EX-99.1 2 f20198exv99w1.htm EXHIBIT 99.1 exv99w1
 

Exhibit 99.1
(CONNETICS COMPANY LOGO)
CONNETICS REPORTS PRELIMINARY RESULTS FOR FIRST QUARTER 2006
Company to Restate Past Financial Results to Reflect Increased Rebate Reserve
Adjusts 2006 Financial Guidance Due to Increased Product Competition
PALO ALTO, Calif. (May 3, 2006) – Connetics Corporation (Nasdaq: CNCT), a specialty pharmaceutical company that develops and commercializes dermatology products, today announced preliminary financial results for the first quarter of 2006 and its plans to restate financial results for prior periods.
First Quarter Results
On a preliminary basis, net income for the first quarter ended March 31, 2006 was $0.8 million, or $0.02 earnings per share on a diluted basis, including stock-based compensation expense of $1.6 million, or $0.05 per diluted share, reflecting the adoption of SFAS 123R, accounting for stock-based compensation, as of January 1, 2006. On a non-GAAP basis excluding stock-based compensation, net income for the first quarter of 2006 was $2.4 million, or $0.07 per diluted share.

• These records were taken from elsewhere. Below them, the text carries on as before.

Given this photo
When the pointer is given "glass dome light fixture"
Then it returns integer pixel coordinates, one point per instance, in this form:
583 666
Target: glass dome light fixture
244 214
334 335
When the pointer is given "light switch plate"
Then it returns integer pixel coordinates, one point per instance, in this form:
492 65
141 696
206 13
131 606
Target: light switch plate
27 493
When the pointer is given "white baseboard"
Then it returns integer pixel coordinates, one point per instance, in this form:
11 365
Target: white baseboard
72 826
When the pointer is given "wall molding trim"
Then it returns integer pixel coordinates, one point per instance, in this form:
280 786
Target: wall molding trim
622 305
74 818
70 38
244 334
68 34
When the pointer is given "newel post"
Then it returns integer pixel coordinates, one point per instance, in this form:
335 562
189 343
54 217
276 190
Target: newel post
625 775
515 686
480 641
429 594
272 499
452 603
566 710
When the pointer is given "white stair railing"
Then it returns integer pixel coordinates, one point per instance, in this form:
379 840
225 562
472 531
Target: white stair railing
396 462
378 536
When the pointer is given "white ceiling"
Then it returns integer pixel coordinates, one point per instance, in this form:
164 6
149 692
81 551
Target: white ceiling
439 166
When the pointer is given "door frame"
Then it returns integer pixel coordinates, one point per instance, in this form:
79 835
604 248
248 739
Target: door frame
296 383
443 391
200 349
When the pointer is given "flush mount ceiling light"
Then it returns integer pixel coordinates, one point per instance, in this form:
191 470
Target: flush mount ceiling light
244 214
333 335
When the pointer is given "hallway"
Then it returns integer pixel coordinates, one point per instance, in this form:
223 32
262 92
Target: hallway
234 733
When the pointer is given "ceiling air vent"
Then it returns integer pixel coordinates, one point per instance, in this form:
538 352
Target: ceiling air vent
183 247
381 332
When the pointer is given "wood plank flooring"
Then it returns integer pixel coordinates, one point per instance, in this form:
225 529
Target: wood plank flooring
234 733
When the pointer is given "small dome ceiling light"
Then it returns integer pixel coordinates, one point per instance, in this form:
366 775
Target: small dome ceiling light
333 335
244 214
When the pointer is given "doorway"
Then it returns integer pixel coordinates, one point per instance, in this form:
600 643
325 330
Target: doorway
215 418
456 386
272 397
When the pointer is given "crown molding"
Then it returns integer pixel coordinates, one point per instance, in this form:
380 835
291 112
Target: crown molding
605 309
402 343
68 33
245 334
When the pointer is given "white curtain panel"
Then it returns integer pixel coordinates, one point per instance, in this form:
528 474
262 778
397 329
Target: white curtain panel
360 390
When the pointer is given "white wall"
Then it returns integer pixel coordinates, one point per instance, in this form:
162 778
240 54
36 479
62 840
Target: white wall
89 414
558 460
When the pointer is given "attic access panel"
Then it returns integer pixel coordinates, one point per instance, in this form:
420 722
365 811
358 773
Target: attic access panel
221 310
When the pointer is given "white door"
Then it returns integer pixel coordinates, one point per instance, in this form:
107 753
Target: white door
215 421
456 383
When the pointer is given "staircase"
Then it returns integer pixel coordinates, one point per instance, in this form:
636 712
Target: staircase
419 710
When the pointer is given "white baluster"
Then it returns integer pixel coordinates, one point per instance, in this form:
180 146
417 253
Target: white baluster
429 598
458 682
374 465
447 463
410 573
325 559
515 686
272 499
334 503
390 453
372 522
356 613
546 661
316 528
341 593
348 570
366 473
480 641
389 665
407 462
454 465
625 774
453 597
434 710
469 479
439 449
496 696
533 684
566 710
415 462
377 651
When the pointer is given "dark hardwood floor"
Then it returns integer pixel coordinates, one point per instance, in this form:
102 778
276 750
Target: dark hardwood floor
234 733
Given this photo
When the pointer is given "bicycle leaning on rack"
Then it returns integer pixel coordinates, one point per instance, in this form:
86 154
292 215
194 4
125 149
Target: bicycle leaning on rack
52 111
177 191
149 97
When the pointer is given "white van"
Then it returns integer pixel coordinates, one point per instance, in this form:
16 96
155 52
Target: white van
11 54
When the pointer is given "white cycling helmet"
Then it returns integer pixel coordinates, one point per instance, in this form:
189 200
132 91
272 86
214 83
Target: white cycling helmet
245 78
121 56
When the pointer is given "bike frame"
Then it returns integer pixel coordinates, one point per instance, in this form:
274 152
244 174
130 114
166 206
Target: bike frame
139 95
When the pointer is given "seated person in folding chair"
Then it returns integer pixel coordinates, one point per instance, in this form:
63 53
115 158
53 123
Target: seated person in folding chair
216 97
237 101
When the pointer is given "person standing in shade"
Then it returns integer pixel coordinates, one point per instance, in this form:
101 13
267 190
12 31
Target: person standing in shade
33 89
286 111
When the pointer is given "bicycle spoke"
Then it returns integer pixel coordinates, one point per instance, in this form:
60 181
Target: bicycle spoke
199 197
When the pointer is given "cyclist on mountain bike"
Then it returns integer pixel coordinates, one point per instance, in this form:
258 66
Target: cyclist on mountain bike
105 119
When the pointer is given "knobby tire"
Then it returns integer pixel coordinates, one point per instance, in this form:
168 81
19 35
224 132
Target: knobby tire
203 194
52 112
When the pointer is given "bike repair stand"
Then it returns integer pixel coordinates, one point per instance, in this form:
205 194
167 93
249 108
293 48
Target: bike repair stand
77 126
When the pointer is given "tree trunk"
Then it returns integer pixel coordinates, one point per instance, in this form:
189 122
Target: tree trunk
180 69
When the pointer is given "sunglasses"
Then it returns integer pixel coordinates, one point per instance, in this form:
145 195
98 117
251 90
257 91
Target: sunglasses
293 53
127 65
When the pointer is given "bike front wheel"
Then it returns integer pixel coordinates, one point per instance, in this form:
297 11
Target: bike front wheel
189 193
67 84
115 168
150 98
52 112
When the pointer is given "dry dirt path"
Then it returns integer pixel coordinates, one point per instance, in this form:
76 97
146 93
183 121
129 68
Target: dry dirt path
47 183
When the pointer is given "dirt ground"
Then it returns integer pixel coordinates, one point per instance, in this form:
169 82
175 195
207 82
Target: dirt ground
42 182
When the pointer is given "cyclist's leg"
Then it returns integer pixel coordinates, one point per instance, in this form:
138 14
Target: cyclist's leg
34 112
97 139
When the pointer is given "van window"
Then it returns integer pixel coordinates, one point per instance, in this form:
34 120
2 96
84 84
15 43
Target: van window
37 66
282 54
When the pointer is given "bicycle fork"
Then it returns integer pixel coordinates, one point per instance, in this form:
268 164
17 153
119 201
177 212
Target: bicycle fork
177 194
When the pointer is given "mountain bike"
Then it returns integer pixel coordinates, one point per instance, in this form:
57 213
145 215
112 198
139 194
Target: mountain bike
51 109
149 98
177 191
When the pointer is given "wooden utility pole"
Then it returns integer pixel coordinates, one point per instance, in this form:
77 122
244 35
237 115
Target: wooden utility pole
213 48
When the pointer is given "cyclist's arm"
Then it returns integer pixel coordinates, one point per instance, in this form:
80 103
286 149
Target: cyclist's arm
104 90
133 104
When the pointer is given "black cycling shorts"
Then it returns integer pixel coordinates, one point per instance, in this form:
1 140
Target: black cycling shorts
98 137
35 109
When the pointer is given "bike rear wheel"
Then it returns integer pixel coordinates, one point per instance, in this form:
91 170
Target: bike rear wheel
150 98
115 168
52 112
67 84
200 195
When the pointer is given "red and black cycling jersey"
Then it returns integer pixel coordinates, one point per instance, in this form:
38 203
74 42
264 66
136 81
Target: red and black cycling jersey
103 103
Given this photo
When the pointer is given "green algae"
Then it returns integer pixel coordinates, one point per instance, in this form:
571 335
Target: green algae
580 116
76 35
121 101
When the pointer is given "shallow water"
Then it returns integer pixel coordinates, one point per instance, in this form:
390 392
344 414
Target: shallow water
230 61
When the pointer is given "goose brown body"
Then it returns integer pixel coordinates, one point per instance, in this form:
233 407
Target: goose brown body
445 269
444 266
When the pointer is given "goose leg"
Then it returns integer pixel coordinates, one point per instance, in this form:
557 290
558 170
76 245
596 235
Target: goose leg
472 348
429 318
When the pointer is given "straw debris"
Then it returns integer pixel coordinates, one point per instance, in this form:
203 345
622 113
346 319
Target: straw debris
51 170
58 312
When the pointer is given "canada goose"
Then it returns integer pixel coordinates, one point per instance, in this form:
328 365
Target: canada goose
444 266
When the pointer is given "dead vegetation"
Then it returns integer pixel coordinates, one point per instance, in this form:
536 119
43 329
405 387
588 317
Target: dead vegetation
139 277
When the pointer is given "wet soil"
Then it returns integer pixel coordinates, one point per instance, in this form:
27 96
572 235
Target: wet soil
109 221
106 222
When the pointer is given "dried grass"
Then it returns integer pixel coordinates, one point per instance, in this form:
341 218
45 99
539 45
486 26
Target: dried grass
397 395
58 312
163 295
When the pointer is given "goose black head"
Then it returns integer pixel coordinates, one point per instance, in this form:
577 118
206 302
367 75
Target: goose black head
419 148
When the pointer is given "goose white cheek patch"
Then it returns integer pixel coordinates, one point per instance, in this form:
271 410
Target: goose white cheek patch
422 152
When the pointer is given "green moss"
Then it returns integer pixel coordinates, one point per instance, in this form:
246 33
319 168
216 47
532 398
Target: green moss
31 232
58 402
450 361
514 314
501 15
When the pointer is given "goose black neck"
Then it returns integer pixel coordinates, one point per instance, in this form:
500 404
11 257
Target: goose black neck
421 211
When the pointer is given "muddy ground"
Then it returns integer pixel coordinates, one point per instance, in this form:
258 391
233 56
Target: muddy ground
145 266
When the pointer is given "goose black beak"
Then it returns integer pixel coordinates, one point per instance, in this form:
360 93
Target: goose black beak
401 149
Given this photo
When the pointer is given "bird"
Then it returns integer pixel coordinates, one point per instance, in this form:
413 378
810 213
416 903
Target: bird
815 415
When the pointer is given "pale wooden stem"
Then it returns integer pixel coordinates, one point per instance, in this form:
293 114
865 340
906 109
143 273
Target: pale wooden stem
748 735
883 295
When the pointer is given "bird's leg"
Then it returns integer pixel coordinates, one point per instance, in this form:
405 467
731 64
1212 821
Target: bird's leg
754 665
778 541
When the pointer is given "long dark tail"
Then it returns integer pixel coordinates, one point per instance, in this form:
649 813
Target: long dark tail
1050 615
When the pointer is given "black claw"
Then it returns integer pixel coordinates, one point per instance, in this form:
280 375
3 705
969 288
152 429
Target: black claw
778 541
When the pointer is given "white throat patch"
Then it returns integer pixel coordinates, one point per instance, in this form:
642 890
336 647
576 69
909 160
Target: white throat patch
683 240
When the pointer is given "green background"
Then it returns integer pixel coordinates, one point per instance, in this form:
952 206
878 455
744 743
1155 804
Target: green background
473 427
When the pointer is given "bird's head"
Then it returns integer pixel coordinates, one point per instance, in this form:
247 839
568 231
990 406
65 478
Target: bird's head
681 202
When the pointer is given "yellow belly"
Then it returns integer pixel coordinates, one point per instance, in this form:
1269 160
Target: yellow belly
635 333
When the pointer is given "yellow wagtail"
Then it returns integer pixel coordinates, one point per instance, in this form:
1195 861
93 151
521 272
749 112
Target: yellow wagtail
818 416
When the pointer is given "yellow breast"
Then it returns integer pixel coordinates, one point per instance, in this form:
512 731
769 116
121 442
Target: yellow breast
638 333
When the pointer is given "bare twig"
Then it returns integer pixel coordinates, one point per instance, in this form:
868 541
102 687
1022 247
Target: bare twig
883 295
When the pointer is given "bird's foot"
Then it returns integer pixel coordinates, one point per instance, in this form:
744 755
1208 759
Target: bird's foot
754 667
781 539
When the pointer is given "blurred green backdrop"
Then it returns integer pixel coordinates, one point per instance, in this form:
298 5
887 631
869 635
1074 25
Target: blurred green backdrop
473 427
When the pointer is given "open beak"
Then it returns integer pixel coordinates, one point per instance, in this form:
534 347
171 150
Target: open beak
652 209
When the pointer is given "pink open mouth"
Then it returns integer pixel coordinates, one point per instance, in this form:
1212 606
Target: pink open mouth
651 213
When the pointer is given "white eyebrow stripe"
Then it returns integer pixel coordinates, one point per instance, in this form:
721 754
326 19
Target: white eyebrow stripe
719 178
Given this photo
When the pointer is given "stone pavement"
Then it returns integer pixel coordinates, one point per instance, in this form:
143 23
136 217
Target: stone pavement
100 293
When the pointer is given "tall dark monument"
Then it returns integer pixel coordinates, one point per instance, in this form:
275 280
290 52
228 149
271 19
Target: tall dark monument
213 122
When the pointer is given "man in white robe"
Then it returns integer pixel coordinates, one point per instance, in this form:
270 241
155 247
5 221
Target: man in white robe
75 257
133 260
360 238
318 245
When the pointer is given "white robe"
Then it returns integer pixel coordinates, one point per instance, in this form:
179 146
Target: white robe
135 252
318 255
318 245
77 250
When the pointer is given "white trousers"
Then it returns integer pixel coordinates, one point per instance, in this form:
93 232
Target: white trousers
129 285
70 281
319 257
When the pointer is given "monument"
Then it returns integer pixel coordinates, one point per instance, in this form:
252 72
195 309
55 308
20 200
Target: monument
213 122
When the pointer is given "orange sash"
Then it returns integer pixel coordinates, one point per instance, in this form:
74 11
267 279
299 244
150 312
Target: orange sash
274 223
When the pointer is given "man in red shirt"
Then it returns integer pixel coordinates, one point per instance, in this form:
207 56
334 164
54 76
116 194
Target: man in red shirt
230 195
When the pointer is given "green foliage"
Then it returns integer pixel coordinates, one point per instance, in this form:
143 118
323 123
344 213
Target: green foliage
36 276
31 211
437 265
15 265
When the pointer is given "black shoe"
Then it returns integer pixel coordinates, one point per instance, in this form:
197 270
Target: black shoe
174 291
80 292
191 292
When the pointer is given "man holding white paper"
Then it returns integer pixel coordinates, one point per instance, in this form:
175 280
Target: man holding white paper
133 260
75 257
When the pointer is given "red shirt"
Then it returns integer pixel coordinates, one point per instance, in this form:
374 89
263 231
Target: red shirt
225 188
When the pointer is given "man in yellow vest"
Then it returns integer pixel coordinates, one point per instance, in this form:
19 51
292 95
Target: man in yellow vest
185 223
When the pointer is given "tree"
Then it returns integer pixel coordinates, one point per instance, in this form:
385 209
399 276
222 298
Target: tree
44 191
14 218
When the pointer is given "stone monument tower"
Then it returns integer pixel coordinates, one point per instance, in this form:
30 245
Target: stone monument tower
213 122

Total revenues for the first quarter of 2006 were $47.7 million, including Soriatane® sales of $19.0 million, OLUX® sales of $14.1 million, Evoclin® sales of $8.0 million and Luxíq® sales of $6.2 million. Royalty and contract revenues for the quarter were $0.4 million. These revenue amounts reflect the Company’s preliminary application of the revised rebate accounting described below.
Selling, general and administrative (SG&A) expenses for the first quarter of 2006 were $30.8 million. SG&A expenses included costs for the Company’s new pediatric sales organization which was acquired in the first quarter, and stock-based compensation of $1.3 million. Research and development (R&D) expenses for the first quarter of 2006 were $8.4 million, reflecting the Company’s late-stage clinical and regulatory activities, including the user fee for the NDA submission for Primolux™ and Extina® clinical costs, as well as stock-based compensation of $349,000.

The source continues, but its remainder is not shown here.